If local JSONL transcripts aren't durable enough for you, the session_store option mirrors them to an external backend (batched or eager flushing); mirror failures arrive as non-fatal MirrorErrorMessage events worth recording on the trace.

Why in-process auto-instrumentation misses the subprocess

Because the agent loop runs in the CLI subprocess, wrapping the Anthropic Python client in your process traces exactly nothing. You have three real options: consume the message stream yourself, register hooks that fire in your process, or have the CLI export OTLP directly. The next sections cover all three. My short version: the OTel route is the least code, but if you ever want evals you'll end up consuming the stream anyway.

One nice property if you already run OpenTelemetry: the SDK propagates W3C trace context. If an OTel span is active when you call query(), the SDK injects TRACEPARENT into the subprocess, so the CLI's own spans parent under your application span. TRACEPARENT is even forwarded into Bash commands the agent runs.

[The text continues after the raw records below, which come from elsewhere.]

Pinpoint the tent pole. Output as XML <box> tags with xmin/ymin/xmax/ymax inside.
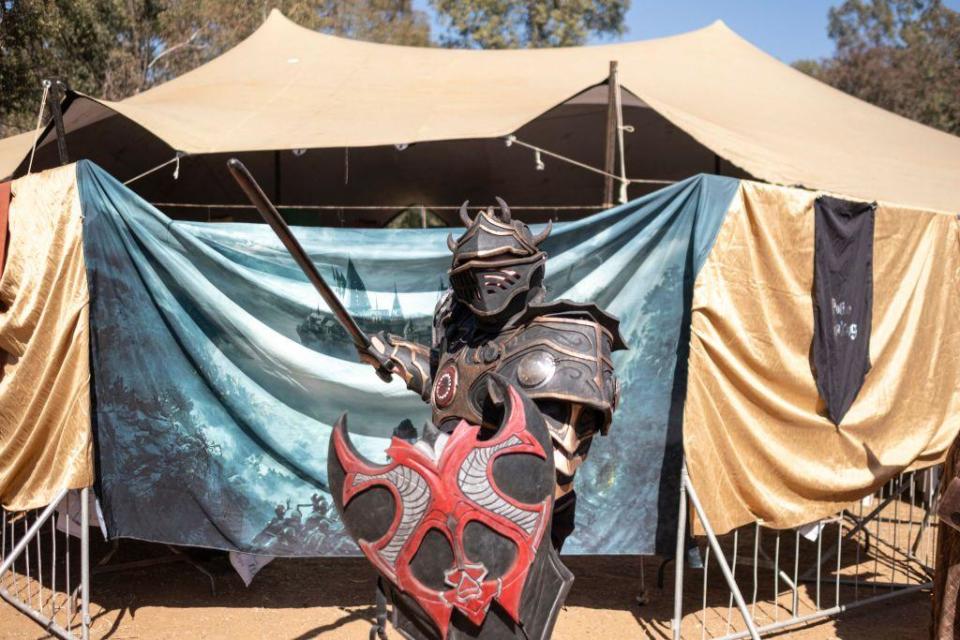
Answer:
<box><xmin>48</xmin><ymin>79</ymin><xmax>70</xmax><ymax>166</ymax></box>
<box><xmin>273</xmin><ymin>149</ymin><xmax>280</xmax><ymax>206</ymax></box>
<box><xmin>610</xmin><ymin>67</ymin><xmax>633</xmax><ymax>204</ymax></box>
<box><xmin>603</xmin><ymin>60</ymin><xmax>619</xmax><ymax>208</ymax></box>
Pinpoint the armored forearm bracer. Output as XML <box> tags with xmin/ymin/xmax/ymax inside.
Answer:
<box><xmin>370</xmin><ymin>332</ymin><xmax>431</xmax><ymax>401</ymax></box>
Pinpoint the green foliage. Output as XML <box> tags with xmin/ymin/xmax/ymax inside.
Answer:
<box><xmin>430</xmin><ymin>0</ymin><xmax>630</xmax><ymax>49</ymax></box>
<box><xmin>794</xmin><ymin>0</ymin><xmax>960</xmax><ymax>134</ymax></box>
<box><xmin>0</xmin><ymin>0</ymin><xmax>430</xmax><ymax>137</ymax></box>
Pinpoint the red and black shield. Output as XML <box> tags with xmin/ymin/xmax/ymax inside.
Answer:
<box><xmin>328</xmin><ymin>376</ymin><xmax>572</xmax><ymax>639</ymax></box>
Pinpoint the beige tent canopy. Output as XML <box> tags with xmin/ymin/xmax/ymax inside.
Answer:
<box><xmin>0</xmin><ymin>10</ymin><xmax>960</xmax><ymax>216</ymax></box>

Tracing Tool Calls and Subagents

Tool spans from `ToolUseBlock.id` to `ToolResultBlock`

Tool-call spans are a matching exercise. Open a TOOL child span for every ToolUseBlock.id you see in assistant content; close it when the ToolResultBlock (arriving inside a UserMessage) with the matching tool_use_id shows up. Record the tool name, a size-capped copy of input, and is_error from the result.

Tool names follow a taxonomy worth encoding in your span attributes: built-ins (Bash, Read, Edit, Glob, Grep, WebSearch, and friends), MCP tools named mcp__<server>__<tool>, and the Agent tool (a.k.a. Task) that spawns subagents. That last one gets special handling below.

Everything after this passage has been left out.